Play with sizeof to get the size of the integer, in order to avoid a huge if...else statement
EDIT:
Let us see
if (number>0) {
// Well, whe have the first and only digit
} else if (number>10) {
int first_digit = number/10;
int second_digit = number % 10;
} else if (number>100) {
int first_digit = number/100;
int second_digit = (number % 100)/10;
int third_digit = (number % 100) % 10;
} ...
and so on, I suppose
// u_i is the user input, My homework asked me to extract a long long, however, this should also be effective for a long.
int digits = 0;
long long d_base = 1;
int d_arr[20];
while (u_i / d_base > 0)
{
d_arr[digits] = (u_i - u_i / (d_base * 10) * (d_base * 10)) / d_base;
u_i -= d_arr[digits] * d_base;
d_base *= 10;
digits++;
}
EDIT: the extracted individual digit now lives in the int array d_arr. I'm not good at C, so I think the array declaration can be optimized.

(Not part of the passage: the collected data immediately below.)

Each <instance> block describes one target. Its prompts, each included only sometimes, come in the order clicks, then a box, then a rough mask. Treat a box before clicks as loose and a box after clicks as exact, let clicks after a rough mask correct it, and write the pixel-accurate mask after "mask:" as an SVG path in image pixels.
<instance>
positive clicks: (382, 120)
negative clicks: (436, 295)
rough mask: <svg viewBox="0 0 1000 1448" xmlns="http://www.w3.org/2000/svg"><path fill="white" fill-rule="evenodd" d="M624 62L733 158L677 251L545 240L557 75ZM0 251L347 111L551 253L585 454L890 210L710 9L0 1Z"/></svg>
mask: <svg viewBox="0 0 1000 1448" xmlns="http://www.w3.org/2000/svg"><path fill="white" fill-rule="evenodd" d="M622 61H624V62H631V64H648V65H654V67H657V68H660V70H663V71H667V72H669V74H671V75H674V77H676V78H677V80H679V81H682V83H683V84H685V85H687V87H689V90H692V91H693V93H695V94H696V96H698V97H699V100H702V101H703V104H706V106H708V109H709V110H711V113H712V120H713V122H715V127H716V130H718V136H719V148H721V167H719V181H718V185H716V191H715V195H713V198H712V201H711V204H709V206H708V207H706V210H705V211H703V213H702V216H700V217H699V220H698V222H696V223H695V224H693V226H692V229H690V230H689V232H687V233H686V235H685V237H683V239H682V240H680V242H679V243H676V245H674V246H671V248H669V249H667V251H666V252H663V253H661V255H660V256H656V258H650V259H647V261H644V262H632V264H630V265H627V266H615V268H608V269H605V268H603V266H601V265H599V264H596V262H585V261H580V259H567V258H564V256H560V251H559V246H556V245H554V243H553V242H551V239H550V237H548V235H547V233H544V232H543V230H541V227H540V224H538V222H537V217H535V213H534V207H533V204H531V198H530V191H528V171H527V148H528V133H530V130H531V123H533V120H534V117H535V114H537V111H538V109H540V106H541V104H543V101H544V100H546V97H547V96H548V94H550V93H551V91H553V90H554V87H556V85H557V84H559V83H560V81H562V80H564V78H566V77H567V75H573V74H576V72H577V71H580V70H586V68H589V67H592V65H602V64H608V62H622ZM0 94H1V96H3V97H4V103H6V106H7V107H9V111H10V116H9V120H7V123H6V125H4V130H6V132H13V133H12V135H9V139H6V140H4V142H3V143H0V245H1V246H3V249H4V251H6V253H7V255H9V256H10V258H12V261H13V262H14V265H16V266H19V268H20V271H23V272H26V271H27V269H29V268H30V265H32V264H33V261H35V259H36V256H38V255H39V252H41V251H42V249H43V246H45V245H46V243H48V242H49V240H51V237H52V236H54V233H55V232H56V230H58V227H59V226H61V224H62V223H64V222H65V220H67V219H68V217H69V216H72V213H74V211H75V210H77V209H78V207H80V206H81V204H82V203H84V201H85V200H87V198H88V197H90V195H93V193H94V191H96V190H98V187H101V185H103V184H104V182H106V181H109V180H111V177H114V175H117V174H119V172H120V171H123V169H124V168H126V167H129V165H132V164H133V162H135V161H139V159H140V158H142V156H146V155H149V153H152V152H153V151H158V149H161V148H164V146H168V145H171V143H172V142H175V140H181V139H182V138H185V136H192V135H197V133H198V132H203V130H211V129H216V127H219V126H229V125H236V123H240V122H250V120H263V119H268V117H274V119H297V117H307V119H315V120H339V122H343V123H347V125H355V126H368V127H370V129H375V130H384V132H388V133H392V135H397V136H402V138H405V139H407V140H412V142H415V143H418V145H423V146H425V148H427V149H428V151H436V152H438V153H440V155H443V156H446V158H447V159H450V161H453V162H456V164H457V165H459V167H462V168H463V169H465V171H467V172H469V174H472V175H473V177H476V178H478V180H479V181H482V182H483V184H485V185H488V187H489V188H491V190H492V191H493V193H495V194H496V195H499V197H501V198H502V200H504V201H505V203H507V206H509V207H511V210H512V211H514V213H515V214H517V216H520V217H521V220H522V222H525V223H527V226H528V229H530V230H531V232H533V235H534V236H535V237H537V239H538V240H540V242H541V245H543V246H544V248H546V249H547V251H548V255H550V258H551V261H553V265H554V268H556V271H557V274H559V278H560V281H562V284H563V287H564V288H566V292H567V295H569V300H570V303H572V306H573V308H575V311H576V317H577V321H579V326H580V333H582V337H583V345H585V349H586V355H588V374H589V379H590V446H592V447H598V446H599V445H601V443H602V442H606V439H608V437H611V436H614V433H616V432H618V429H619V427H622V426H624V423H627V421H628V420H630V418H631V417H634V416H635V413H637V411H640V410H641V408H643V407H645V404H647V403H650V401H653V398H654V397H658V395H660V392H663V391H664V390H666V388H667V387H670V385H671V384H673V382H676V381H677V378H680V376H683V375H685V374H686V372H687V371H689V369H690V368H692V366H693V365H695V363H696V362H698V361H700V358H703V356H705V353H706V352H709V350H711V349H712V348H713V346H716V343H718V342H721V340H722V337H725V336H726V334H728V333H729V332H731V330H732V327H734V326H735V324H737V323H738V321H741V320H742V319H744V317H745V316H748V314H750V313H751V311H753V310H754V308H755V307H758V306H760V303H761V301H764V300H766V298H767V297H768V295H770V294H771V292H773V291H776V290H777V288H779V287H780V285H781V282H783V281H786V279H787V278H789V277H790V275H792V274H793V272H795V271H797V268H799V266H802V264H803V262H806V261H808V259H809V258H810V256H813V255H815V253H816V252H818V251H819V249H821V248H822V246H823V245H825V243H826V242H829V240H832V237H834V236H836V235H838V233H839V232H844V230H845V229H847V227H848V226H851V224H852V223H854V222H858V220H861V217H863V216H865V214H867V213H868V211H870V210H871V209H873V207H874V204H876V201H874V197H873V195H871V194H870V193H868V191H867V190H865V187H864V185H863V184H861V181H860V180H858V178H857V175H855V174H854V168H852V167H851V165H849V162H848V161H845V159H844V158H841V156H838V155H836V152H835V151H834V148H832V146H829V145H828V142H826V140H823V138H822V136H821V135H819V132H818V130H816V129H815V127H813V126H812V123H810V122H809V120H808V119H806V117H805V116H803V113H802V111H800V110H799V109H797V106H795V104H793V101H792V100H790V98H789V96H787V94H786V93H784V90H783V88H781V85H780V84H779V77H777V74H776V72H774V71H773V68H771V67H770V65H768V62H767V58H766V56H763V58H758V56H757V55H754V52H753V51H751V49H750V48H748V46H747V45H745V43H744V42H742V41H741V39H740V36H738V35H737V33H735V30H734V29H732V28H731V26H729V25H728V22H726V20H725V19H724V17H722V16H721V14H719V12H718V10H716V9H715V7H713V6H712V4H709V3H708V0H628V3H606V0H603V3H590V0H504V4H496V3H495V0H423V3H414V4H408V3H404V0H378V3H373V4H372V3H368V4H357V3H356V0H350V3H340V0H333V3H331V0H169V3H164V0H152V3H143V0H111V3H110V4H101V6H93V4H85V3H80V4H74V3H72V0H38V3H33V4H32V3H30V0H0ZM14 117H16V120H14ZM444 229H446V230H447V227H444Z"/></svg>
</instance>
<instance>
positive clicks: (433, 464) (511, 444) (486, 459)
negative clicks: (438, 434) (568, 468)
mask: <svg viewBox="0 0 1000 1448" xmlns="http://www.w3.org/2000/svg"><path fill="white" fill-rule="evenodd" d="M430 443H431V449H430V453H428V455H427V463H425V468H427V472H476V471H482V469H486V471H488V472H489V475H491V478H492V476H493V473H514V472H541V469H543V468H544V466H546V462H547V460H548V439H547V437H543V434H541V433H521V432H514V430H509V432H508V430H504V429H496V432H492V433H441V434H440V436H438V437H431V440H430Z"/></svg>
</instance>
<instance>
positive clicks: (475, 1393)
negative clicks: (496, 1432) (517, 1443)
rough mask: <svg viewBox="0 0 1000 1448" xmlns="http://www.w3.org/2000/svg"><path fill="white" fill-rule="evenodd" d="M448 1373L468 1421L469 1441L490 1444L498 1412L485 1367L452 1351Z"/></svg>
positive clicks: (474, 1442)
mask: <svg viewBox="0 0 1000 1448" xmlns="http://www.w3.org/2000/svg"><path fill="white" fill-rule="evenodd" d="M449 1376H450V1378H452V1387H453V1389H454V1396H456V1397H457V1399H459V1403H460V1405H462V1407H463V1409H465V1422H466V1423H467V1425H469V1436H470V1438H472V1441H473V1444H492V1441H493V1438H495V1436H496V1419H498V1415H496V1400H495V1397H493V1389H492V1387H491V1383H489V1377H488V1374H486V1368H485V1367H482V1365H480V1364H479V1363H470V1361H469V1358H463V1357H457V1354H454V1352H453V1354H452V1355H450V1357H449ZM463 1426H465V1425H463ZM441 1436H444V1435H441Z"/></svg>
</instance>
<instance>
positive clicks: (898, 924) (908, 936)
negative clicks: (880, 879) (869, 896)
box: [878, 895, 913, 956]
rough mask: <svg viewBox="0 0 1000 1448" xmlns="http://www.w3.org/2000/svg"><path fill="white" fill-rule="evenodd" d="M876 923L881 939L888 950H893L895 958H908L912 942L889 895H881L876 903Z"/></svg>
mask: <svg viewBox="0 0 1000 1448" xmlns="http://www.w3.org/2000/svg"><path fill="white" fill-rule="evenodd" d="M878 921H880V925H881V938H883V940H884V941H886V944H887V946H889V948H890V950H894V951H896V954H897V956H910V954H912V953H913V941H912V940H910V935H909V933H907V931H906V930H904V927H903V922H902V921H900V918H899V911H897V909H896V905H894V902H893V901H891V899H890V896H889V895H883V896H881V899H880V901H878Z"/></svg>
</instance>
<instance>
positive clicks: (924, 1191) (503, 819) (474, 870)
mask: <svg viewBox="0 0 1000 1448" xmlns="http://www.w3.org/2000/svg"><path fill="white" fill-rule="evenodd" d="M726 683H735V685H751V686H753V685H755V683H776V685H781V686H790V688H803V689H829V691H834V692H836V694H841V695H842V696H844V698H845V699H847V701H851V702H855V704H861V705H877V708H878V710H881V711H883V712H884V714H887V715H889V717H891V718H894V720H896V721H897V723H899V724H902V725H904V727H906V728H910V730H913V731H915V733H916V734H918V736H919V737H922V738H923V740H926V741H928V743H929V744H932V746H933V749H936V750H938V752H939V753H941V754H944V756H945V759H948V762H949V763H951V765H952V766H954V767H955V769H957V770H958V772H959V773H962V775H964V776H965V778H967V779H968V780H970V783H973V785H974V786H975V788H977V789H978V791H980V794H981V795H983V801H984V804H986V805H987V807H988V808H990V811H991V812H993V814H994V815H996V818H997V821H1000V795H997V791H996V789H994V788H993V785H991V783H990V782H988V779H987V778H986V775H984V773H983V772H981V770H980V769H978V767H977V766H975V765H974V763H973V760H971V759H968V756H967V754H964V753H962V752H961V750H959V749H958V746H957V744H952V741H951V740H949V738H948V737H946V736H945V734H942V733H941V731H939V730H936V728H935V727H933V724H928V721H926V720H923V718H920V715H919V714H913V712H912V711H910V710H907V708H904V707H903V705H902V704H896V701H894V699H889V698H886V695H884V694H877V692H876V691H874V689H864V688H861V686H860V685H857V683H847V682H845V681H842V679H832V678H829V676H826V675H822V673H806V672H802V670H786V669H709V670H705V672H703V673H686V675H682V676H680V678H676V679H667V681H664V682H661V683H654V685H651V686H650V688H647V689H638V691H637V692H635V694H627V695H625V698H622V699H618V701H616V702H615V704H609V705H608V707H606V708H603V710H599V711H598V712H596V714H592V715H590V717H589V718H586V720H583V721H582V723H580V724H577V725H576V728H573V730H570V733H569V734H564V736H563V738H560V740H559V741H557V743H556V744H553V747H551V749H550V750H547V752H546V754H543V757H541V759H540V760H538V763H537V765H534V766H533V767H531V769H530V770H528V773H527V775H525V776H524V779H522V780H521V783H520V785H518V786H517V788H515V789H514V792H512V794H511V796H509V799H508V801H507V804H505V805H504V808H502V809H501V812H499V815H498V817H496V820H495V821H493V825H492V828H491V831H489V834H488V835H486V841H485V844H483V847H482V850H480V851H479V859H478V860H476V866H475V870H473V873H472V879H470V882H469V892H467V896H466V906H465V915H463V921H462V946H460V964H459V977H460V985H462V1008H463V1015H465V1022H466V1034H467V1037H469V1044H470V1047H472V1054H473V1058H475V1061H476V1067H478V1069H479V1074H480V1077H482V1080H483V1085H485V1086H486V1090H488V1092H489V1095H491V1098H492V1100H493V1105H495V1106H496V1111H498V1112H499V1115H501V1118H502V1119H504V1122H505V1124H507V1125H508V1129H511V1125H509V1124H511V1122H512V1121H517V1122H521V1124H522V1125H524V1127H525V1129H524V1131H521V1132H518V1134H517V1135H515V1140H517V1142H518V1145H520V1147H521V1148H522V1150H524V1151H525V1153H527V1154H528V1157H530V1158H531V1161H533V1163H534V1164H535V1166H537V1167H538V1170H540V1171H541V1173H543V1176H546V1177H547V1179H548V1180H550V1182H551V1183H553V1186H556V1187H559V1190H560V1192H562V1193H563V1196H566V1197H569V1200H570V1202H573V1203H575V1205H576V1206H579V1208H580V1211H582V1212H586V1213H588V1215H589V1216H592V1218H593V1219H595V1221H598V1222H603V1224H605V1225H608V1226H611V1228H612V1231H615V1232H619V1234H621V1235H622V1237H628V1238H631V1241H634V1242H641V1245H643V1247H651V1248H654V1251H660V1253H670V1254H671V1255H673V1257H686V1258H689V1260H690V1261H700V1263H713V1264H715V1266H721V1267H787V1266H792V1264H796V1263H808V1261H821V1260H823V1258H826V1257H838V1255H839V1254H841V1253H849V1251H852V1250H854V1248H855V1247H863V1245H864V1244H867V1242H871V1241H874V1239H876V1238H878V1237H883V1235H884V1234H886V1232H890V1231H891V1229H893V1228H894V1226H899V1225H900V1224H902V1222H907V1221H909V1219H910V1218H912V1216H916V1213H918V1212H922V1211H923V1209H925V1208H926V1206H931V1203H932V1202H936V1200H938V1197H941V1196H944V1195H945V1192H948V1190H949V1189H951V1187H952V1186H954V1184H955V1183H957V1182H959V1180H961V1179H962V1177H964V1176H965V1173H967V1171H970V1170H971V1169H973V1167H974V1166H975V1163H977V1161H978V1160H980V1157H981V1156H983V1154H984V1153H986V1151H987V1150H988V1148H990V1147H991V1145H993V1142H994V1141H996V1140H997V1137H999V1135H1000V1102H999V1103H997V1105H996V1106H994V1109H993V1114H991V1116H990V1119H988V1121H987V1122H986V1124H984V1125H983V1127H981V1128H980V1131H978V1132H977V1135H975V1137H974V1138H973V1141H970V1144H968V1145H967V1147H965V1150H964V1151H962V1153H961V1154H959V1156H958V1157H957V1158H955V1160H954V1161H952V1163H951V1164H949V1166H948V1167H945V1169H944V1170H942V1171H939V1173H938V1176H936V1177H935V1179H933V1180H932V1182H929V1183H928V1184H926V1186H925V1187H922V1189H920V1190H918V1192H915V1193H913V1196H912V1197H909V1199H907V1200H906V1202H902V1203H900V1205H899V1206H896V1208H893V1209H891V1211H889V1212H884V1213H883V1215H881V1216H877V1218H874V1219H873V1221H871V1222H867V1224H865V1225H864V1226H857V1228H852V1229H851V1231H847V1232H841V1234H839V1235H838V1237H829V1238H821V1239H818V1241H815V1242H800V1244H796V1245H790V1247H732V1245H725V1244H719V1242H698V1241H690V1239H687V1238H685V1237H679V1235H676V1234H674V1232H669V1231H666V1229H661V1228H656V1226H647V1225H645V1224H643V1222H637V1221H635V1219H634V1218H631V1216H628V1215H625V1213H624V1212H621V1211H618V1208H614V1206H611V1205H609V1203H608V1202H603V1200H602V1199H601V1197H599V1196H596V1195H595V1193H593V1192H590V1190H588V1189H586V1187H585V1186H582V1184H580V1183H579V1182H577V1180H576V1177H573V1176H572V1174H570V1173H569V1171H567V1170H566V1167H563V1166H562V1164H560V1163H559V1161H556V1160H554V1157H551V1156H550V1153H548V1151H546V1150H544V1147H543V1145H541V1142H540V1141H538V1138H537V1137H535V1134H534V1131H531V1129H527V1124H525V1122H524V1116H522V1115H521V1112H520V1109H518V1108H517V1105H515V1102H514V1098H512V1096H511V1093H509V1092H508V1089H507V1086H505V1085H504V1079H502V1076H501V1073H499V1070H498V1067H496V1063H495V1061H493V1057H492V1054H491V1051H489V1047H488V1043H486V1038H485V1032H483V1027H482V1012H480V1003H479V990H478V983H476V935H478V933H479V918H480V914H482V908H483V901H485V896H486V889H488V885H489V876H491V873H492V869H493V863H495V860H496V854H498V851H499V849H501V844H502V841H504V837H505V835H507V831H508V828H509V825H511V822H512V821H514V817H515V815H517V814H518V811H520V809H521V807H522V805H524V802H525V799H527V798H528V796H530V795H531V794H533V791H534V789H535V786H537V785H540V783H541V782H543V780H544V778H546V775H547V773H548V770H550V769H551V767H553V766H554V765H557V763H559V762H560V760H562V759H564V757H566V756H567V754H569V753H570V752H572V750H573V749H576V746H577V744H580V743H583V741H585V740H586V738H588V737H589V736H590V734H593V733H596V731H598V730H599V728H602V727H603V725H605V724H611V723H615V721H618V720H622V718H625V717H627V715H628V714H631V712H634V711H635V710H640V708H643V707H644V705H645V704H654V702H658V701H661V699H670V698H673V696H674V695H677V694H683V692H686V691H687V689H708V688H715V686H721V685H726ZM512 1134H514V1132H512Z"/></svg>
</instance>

Here's a working example in plain C :
#include <stdio.h>
unsigned long alePow (unsigned long int x, unsigned long int y);
int main( int argc, const char* argv[] )
{
int enter_num, temp_num, sum = 0;
int divisor, digit, count = 0;
printf("Please enter number\n");
scanf("%d", &enter_num);
temp_num = enter_num;
// Counting the number of digits in the entered integer
while (temp_num != 0)
{
temp_num = temp_num/10;
count++;
}
temp_num = enter_num;
// Extracting the digits
printf("Individual digits in the entered number are ");
do
{
divisor = (int)(alePow(10.0, --count));
digit = temp_num / divisor;
temp_num = temp_num % divisor;
printf(" %d",digit);
sum = sum + digit;
}
while(count != 0);
printf("\nSum of the digits is = %d\n",sum);
return 0;
}
unsigned long alePow(unsigned long int x, unsigned long int y) {
if (x==0) { return 0; }
if (y==0||x==1) { return 1; }
if (y==1) { return x; }
return alePow(x*x, y/2) * ((y%2==0) ? 1 : x);
}
I would suggest loop-unrolling.
int a=-1, b=-1, c=-1, d=-1, e=1, f=-1, g=-1, h=-1, i=-1; // for holding 9 digits
int count = 0; //for number of digits in the given number
if(number>0) {
i=number%10;
number/=10;
count++;
}
if(number>0) {
h=number%10;
number/=10;
count++;
}
if(number>0) {
g=number%10;
number/=10;
count++;
}
....
....
/* All the way down to the storing variable a */
Now, you know the number of digits (variable count) and they are stored in which of the variables. Now you have all digits and you can check their "decreasing", "increasing" etc with lots of if's !
I can't really think of a better soltion given all your conditions.